You do not want to move revolving debt around. By this I mean,
transferring balances repeatedly from card to card. It’s called
“credit surfing” and it can lower your score.

How Credit Scoring Affects You


If you have unsatisfied judgments or liens on your credit report, find
out what the time limitations are in your state. For example, in New
York, satisfied judgments are removed in five years. Unsatisfied, they
stay on for seven. Let’s say a judgment was filed in 1996 and it
hasn’t been satisfied. That will remain on the credit report until
2003. If you pay it (to the court, always to the court and get papers
to prove it’s been satisfied), it would have to be removed and your
score should increase. That’s a win-win situation.

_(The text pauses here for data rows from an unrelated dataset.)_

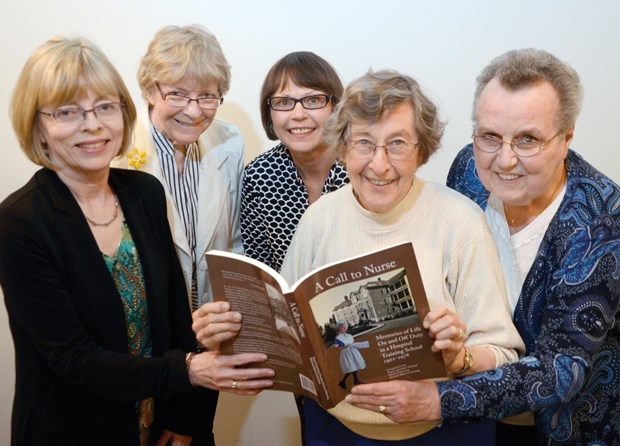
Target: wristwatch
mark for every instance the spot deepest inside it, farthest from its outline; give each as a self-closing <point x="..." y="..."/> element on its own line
<point x="468" y="362"/>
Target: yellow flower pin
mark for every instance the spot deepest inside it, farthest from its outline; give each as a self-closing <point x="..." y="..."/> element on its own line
<point x="136" y="158"/>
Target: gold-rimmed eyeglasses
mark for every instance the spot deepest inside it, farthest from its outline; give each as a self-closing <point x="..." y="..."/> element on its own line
<point x="522" y="146"/>
<point x="106" y="111"/>
<point x="396" y="149"/>
<point x="176" y="99"/>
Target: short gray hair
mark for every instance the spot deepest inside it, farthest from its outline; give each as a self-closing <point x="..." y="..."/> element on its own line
<point x="371" y="96"/>
<point x="527" y="67"/>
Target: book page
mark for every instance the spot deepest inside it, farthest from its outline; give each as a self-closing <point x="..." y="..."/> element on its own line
<point x="271" y="323"/>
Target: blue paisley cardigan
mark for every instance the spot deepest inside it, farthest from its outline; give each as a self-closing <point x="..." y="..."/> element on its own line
<point x="568" y="316"/>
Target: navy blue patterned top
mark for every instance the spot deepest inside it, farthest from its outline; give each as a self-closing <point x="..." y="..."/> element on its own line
<point x="568" y="316"/>
<point x="273" y="199"/>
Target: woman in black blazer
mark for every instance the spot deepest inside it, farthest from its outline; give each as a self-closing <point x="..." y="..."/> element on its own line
<point x="95" y="295"/>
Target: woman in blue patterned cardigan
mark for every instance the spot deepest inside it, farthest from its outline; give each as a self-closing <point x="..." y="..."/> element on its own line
<point x="556" y="222"/>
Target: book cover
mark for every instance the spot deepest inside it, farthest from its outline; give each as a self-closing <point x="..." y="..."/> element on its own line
<point x="352" y="321"/>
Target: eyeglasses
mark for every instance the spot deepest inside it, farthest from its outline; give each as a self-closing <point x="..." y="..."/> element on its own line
<point x="524" y="146"/>
<point x="107" y="111"/>
<point x="396" y="150"/>
<point x="176" y="99"/>
<point x="312" y="102"/>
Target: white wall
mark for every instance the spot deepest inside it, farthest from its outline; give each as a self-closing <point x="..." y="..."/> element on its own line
<point x="443" y="44"/>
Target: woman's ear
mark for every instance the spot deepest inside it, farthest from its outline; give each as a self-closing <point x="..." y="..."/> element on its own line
<point x="568" y="137"/>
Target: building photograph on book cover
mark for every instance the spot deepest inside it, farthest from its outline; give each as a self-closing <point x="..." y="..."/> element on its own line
<point x="375" y="304"/>
<point x="352" y="318"/>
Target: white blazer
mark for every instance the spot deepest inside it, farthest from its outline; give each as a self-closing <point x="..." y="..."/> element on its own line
<point x="219" y="195"/>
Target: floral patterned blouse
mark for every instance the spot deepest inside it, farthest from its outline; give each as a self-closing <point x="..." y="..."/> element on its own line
<point x="127" y="273"/>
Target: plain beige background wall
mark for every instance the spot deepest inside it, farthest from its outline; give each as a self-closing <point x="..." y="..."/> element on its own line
<point x="443" y="44"/>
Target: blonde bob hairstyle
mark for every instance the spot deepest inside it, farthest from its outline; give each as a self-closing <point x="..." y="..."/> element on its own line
<point x="58" y="72"/>
<point x="188" y="52"/>
<point x="370" y="97"/>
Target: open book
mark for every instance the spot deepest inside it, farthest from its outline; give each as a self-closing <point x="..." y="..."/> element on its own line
<point x="356" y="320"/>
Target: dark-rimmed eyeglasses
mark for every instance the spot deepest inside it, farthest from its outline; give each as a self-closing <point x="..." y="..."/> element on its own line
<point x="522" y="146"/>
<point x="106" y="111"/>
<point x="397" y="150"/>
<point x="176" y="99"/>
<point x="311" y="102"/>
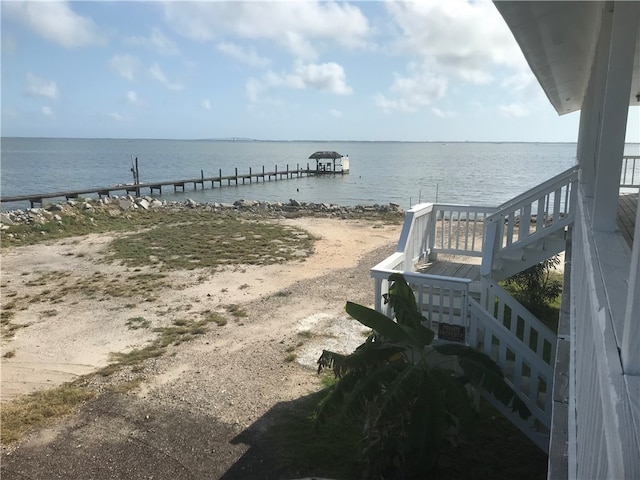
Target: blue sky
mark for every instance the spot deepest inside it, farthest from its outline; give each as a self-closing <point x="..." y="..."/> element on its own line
<point x="445" y="70"/>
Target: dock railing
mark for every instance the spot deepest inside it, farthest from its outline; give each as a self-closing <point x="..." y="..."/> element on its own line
<point x="630" y="175"/>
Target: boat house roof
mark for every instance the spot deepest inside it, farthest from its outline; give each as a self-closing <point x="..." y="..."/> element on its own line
<point x="325" y="154"/>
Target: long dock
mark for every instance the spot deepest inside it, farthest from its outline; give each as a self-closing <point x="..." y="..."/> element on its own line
<point x="156" y="187"/>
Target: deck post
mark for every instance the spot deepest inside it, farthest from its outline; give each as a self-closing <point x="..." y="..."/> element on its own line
<point x="614" y="114"/>
<point x="630" y="354"/>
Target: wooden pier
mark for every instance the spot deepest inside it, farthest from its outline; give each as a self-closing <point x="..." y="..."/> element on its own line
<point x="178" y="185"/>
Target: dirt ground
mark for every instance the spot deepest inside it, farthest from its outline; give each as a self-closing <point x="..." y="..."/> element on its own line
<point x="201" y="407"/>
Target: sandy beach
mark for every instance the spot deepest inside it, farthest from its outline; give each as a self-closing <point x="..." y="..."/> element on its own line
<point x="232" y="375"/>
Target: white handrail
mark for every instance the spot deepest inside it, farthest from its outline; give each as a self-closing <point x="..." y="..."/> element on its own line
<point x="630" y="175"/>
<point x="459" y="229"/>
<point x="547" y="208"/>
<point x="442" y="300"/>
<point x="517" y="319"/>
<point x="528" y="374"/>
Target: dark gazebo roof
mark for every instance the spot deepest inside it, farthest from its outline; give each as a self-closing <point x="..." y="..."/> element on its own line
<point x="325" y="154"/>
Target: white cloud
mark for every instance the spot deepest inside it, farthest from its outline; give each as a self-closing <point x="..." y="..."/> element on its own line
<point x="245" y="55"/>
<point x="457" y="37"/>
<point x="299" y="27"/>
<point x="55" y="21"/>
<point x="514" y="110"/>
<point x="442" y="113"/>
<point x="411" y="92"/>
<point x="157" y="73"/>
<point x="325" y="77"/>
<point x="125" y="65"/>
<point x="157" y="41"/>
<point x="133" y="98"/>
<point x="39" y="87"/>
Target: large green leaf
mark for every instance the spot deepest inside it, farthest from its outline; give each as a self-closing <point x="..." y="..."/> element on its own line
<point x="426" y="428"/>
<point x="334" y="402"/>
<point x="379" y="322"/>
<point x="370" y="387"/>
<point x="402" y="391"/>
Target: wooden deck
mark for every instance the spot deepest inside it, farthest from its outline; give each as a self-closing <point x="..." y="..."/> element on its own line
<point x="453" y="266"/>
<point x="627" y="207"/>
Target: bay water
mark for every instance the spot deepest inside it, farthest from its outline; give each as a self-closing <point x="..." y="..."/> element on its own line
<point x="380" y="172"/>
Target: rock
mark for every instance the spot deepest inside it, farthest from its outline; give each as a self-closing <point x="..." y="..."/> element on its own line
<point x="5" y="219"/>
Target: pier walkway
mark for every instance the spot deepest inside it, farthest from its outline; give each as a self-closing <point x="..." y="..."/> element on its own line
<point x="156" y="187"/>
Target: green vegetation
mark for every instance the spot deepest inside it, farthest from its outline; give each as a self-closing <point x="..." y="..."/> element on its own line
<point x="539" y="290"/>
<point x="39" y="409"/>
<point x="42" y="408"/>
<point x="172" y="238"/>
<point x="136" y="323"/>
<point x="236" y="310"/>
<point x="409" y="395"/>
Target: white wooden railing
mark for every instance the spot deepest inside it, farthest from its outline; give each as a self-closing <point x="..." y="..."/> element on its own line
<point x="545" y="209"/>
<point x="443" y="300"/>
<point x="630" y="175"/>
<point x="526" y="373"/>
<point x="458" y="229"/>
<point x="518" y="320"/>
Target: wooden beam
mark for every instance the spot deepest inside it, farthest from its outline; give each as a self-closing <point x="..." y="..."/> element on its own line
<point x="613" y="127"/>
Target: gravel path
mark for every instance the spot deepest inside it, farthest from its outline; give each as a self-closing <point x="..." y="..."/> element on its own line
<point x="201" y="408"/>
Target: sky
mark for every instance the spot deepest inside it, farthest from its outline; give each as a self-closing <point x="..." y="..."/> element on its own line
<point x="441" y="70"/>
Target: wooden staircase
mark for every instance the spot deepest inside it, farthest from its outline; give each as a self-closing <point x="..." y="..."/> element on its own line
<point x="517" y="235"/>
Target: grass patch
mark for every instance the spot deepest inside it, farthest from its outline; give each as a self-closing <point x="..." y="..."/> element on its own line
<point x="9" y="328"/>
<point x="199" y="239"/>
<point x="305" y="333"/>
<point x="124" y="387"/>
<point x="236" y="310"/>
<point x="135" y="323"/>
<point x="333" y="449"/>
<point x="298" y="450"/>
<point x="38" y="409"/>
<point x="215" y="317"/>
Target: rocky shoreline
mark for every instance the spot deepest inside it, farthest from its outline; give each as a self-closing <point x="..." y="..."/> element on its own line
<point x="117" y="205"/>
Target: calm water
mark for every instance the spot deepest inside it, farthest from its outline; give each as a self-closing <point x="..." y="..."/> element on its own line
<point x="381" y="172"/>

Be aware that if you apply for a mortgage, your lender will probably
require you to pay off these items as well as collection accounts
before you are granted a loan.

If you are looking to obtain credit in the near future, paying off
judgments, liens and debts may lower your score. The problem is that
paying off the accounts “updates” the delinquency so to speak. Long
term, however, depending on your situation and the state in which you
live, it might be to your advantage.

“Steps to Raise Credit Scores Could Prove Costly,” by Lew Sichelman.
Realty Times, September 19, 2002.

“Five Easy Ways to Quickly Raise Credit Scores,” by Mari Gottdeiner.
Mortgage Matters, July 2002

In my searching, I came across a product that might be of interest to
you. There is also a product called myFICO where for a fee of $12.95
you can see what your score is and get an idea of how lenders may view
your credit report and score. According to the web site, this includes
a “dynamic score simulator” that allows will “answer questions such as
‘What happens to my score if I pay off a credit card or open a new
account?’” Please note that it only gives you your score and report
from Equifax and not from the two other credit reporting agencies.

Score Power Report

Search Strategy:
Google search
strategies “credit scores”
strategies “fico scores” 

I hope this addresses your question more thoroughly and gives you a
clear picture of the consumer credit situation.

legomaniac-ga rated this answer:5 out of 5 stars and gave an additional tip of: $3.00
Great answer! Very thorough!

Subject: Re: Ways to speed up credit recovery
From: aceresearcher-ga on 03 Dec 2002 02:06 PST

You may find some helpful information at this previously-asked question:


Subject: Re: Ways to speed up credit recovery
From: legomaniac-ga on 04 Dec 2002 09:03 PST
Wow!  Great Answer!  Very thorough!   I've got enough reading material
in there to quench my curiosity!  Thanks!